The health authorities could do more to stem the menace

The theme for this year’s World Tuberculosis Day could not be more apt: ‘The Clock is Ticking’. It conveys the urgency that time is running out to act on the commitments to end the scourge. It is more so in Nigeria that comes third, only behind India and China, in terms of tuberculosis cases. The authorities must therefore be concerned that we are far from meeting the 2030 global targets for TB and other communicable diseases.

Every year, around 245,000 Nigerians die from tuberculosis (TB) and about 590,000 new cases occur of which around 140,000 are also HIV-positive. TB is also believed to account for more than a tenth of all deaths in Nigeria while nearly 30 people die every hour from the disease. More particularly disturbing is that while other countries are gradually winning the war against TB, the reverse is the case in Nigeria.
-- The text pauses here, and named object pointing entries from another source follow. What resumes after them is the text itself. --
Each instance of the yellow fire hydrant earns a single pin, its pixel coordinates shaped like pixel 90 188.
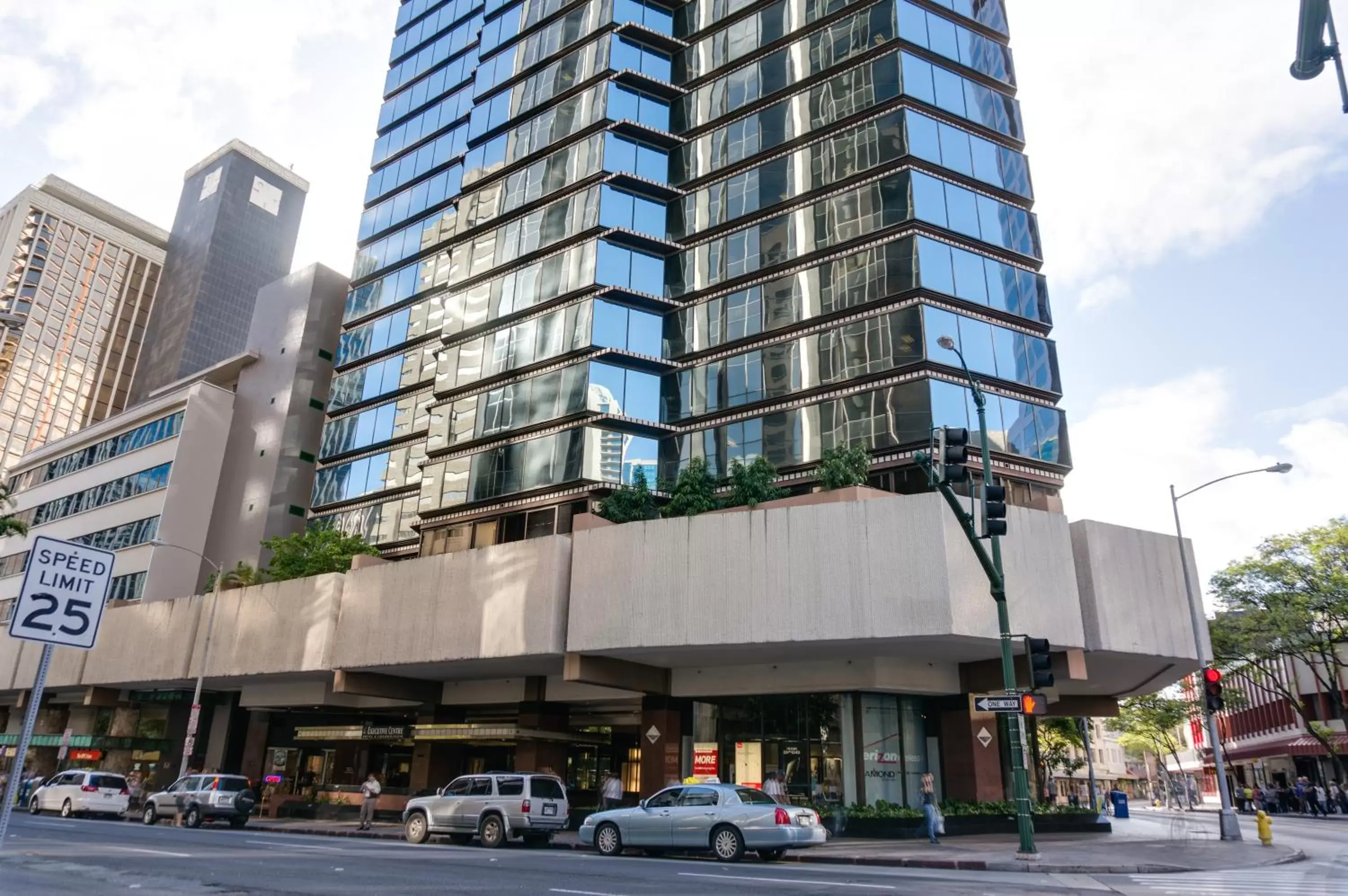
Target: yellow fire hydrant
pixel 1265 826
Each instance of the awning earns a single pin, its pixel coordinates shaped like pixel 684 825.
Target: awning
pixel 1293 745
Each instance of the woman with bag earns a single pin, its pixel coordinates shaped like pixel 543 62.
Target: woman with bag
pixel 932 813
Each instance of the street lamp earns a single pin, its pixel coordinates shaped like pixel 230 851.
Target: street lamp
pixel 1228 824
pixel 195 716
pixel 1021 783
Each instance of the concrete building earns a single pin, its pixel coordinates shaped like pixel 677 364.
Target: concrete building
pixel 80 282
pixel 234 234
pixel 213 464
pixel 843 656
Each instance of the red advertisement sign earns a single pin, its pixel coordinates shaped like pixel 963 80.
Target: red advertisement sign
pixel 707 759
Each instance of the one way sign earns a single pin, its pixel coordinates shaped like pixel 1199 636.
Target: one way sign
pixel 990 704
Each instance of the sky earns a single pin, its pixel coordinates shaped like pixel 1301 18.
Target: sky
pixel 1192 197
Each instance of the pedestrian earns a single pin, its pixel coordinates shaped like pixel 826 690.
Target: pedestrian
pixel 611 793
pixel 370 801
pixel 931 813
pixel 773 787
To compound the challenge, substantial numbers of the people infected with TB in the country are unreported or undiagnosed, most of them women and children in neighbourhoods where poor ventilation and squalor abet the spread of the disease. “If you do not reach those women and children infected”, lamented Dr. Rui Gama Vaz, the World Health Organisation (WHO) representative in Nigeria, “they will continue to spread TB in their communities.”

Regarded by medical experts as the single leading cause of death from any infectious agent, TB is caused by a bacterium which most commonly affects the lungs and transmitted from person to person through air droplets. Even though control measures had reportedly limited the spread through animals, they (particularly cattle) still constitute a significant source of risk in countries like Nigeria where meat and milk inspection by health officials are often overlooked.

However, tuberculosis is both preventable and curable. But as the WHO authorities have consistently argued, ending the TB epidemic requires action beyond the health sector to address the risk factors and determinants of the disease. The political authorities have to take the lead if we must effectively tackle the scourge. Besides, for the victims, early detection and correct diagnosis aid proper treatment. Many patients afflicted with TB do not complete the TB therapy and even worse, many do not make themselves available for treatment. Failure to complete the treatment and the mismanagement of drugs had led to the death of many patients and an increase in variants of the disease that are drug-resistant.

Ironically, current efforts are not enough to find, treat and cure people suffering from the ailment even though treatment centres for drug-resistant TB have grown from one in 2010 to about 12 in the country today while some states are said to have initiated treatment of drug-resistant TB patients in their communities. According to the National TB and Leprosy Control Programme (NTBLCP), directly observed treatment short course (DOTS) services are currently provided in about 6000 health facilities in the country, and diagnosis in 1515 microscopy laboratories. DOTS is said to be an efficient and cost-effective strategy that consists of physically observing patients as they take the TB medications to ensure treatment compliance.

Unfortunately, the challenge indeed is huge and will require much more. For instance, while 10 per cent of the global TB patients are people living with HIV, in Africa where Nigeria leads, 74 per cent of them are people living with HIV. What this means is that the relevant agencies have to put in more effort if Nigeria is to achieve the global target of 90 per cent reduction in TB deaths and an 80 per cent reduction in TB cases by 2030.